First published May 17, 2018, this essay concerns Eugene Wigner’s 1960 article “The Unreasonable Effectiveness of Mathematics in the Natural Sciences.” I wrote a lot, which I now propose to summarize by section. (The meditations also continue in the next article.)

  • Some things are miraculous. Among Wigner’s examples are
    • that mathematics is possible at all, and
    • that “regularities” in the physical world can be discovered, as by Galileo and Newton.

    For Wigner, we should be grateful for the undeserved gift of a mathematial formulation of the laws of physics. This makes no sense theologically—and here I agree with the character Larry Darrell in Somerset Maugham’s novel The Razor’s Edge. Wigner’s idea that our mathematical reasoning power has been brought to perfection makes no sense to me either.

  • Everything is miraculous. Here I agree with Collingwood in Religion and Philosophy. A miracle cannot be the breaking of a natural law, since such a thing cannot be broken. A great artist like Beethoven follows no rules in the first place, or makes them up as he goes along; and he is like God in this way.
  • Natural law. That it cannot be broken is part of the very concept of natural law. Quantum phenomena and the theory of relativity have not in fact been brought under a single law; for Wigner, it may not be possible.
  • Mystery. Not only can we not define miracles, but (as we should have observed in the first place) we cannot even say when they happen. If like Wigner we call something miraculous, this means it cleanses our own doors of perception, in the sense of William Blake.
  • Definitions. In his treatment of miracle in Religion and Philosophy, Collingwood shows the futility of trying to define a term when you are not sure how to use it. He makes this futility explicit in The Principles of Art. If we are going to think about the use of mathematics in natural science, this means we ought to be mathematician, natural scientist, and philosopher; and not just “natural scientist,” but physicist and biologist, since if mathematics is effective in physics, it would seem to be ineffective in biology.
  • Being a philosopher. We are all philosophers, in the sense that Maugham describes in the story “Appearance and Reality,” if only we think. All thought is for the sake of action. This does not mean that thought occurs separately from an action and is to be judged by the action. We may value “pure” thought, such as doing mathematics or making music or living the contemplative life of a monk. This however moves me to a give a thought to the disaster of contemporary politics.
  • Philosophizing about science. For present purposes, compart­ment­al­ization of knowledge is a problem. So is the dominance of analytic philosophy, for suggesting (as one cited person seems to think) that big problems can be broken into little ones and solved independently. In mathematics, students should learn their right to question somebody else’s solutions to problems. In philosophy, the problems themselves will be our own. Philosophy as such cannot decide what the problems of physics or biology are, though it may help to understand the “absolute presuppositions” that underlie the problems. Philosophers quâ metaphysicians cannot determine once for all what the general structure of the universe is. This does not mean they should do “experimental philosophy,” taking opinion polls about supposedly philosophical questions. What matters is not what people say, but what they mean and are trying to mean. As Collingwood observes, metaphysics is an historical science.

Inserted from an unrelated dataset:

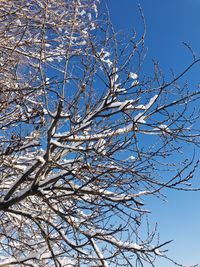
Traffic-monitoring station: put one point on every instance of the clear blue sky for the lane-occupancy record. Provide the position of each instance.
(169, 23)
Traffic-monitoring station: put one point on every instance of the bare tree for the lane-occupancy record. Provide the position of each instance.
(85, 138)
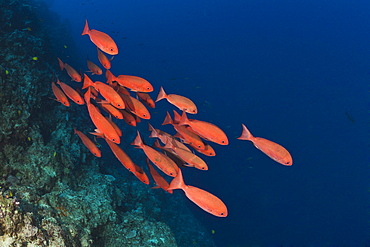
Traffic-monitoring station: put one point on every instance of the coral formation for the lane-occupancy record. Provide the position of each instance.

For more on the last points, see a more recent article, “Re-enactment.” (This Preface added June 3, 2018.)


I am writing from the Math Village, and here I happen to have read that Abraham Lincoln kept no known diary as such, but noted his thoughts on loose slips of paper. Admired because he “could simply sit down and write another of his eloquent public letters,”

Lincoln demurred. “I had it nearly all in there,” he said, pointing to an open desk drawer. “It was in disconnected thoughts, which I had jotted down from time to time on separate scraps of paper.” This was how he worked, the president explained. It was on such scraps of paper, accumulating over the years into a diaristic density, that Lincoln saved and assembled what he described to the visitor as his “best thoughts on the subject.”

Thus Ronald C. White, “Notes to Self,” Harper’s, February 2018. My own notes to self are normally in bound notebooks, and perhaps later in blog articles such as the present one, which is inspired by the 1960 article called “The Unreasonable Effectiveness of Mathematics in the Natural Sciences,” by Eugene Wigner.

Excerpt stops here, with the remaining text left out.